22.Selon les connaissances actuelles dans les domaines du développement de l’enfant et des neurosciences, la maturité et la capacité d’abstraction des enfants âgés de 12 à 13 ans sont encore en pleine évolution, le cortex frontal n’ayant pas fini de se développer. Il est donc peu probable que ces enfants aient conscience de la portée de leurs actes ou comprennent une procédure pénale. Ils subissent en outre les effets de leur entrée dans l’adolescence. Comme le Comité le souligne dans son observation générale no 20 (2016) sur la mise en œuvre des droits de l’enfant pendant l’adolescence, l’adolescence correspond à un stade du développement humain sans équivalent qui se caractérise par un développement rapide du cerveau, ce qui se reflète dans la prise de risques, certains types de processus décisionnels et la capacité de contrôler ses impulsions. Les États parties sont encouragés à prendre note des résultats des recherches scientifiques récentes et à relever l’âge minimum en conséquence, en l’établissant à 14 ans au moins. De plus, les données dans les domaines des neurosciences et du développement de l’enfant montrent que le cerveau poursuit sa maturation après l’adolescence, ce qui a une incidence sur certains types de processus décisionnels.
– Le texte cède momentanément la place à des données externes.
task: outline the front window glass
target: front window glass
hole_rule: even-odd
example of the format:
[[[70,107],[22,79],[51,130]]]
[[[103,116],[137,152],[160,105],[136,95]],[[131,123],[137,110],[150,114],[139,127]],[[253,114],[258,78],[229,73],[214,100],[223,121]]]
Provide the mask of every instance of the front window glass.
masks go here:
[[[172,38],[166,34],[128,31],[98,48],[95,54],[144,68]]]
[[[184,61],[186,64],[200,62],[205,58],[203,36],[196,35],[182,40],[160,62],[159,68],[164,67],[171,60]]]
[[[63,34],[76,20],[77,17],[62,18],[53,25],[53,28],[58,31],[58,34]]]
En conséquence, le Comité félicite les États parties qui ont fixé un âge de la responsabilité pénale plus élevé, par exemple 15 ou 16 ans, et prie instamment tous les États parties de s’abstenir d’abaisser l’âge minimum de la responsabilité pénale dans quelques circonstances que ce soit, conformément à l’article 41 de la Convention.

23.Le Comité admet que, s’il importe que soit fixé pour la responsabilité pénale un âge minimum raisonnablement élevé, l’efficacité de l’approche dépend aussi du traitement que chaque État réserve aux enfants qui ont dépassé cet âge et à ceux qui ne l’ont pas encore atteint. Le Comité continuera d’accorder une grande attention à ce point dans le cadre de l’examen des rapports des États parties. Les enfants qui n’ont pas atteint l’âge minimum de la responsabilité pénale doivent recevoir l’aide et les services dont ils ont besoin de la part des autorités compétentes et ne devraient pas être considérés comme des enfants qui ont commis une infraction pénale.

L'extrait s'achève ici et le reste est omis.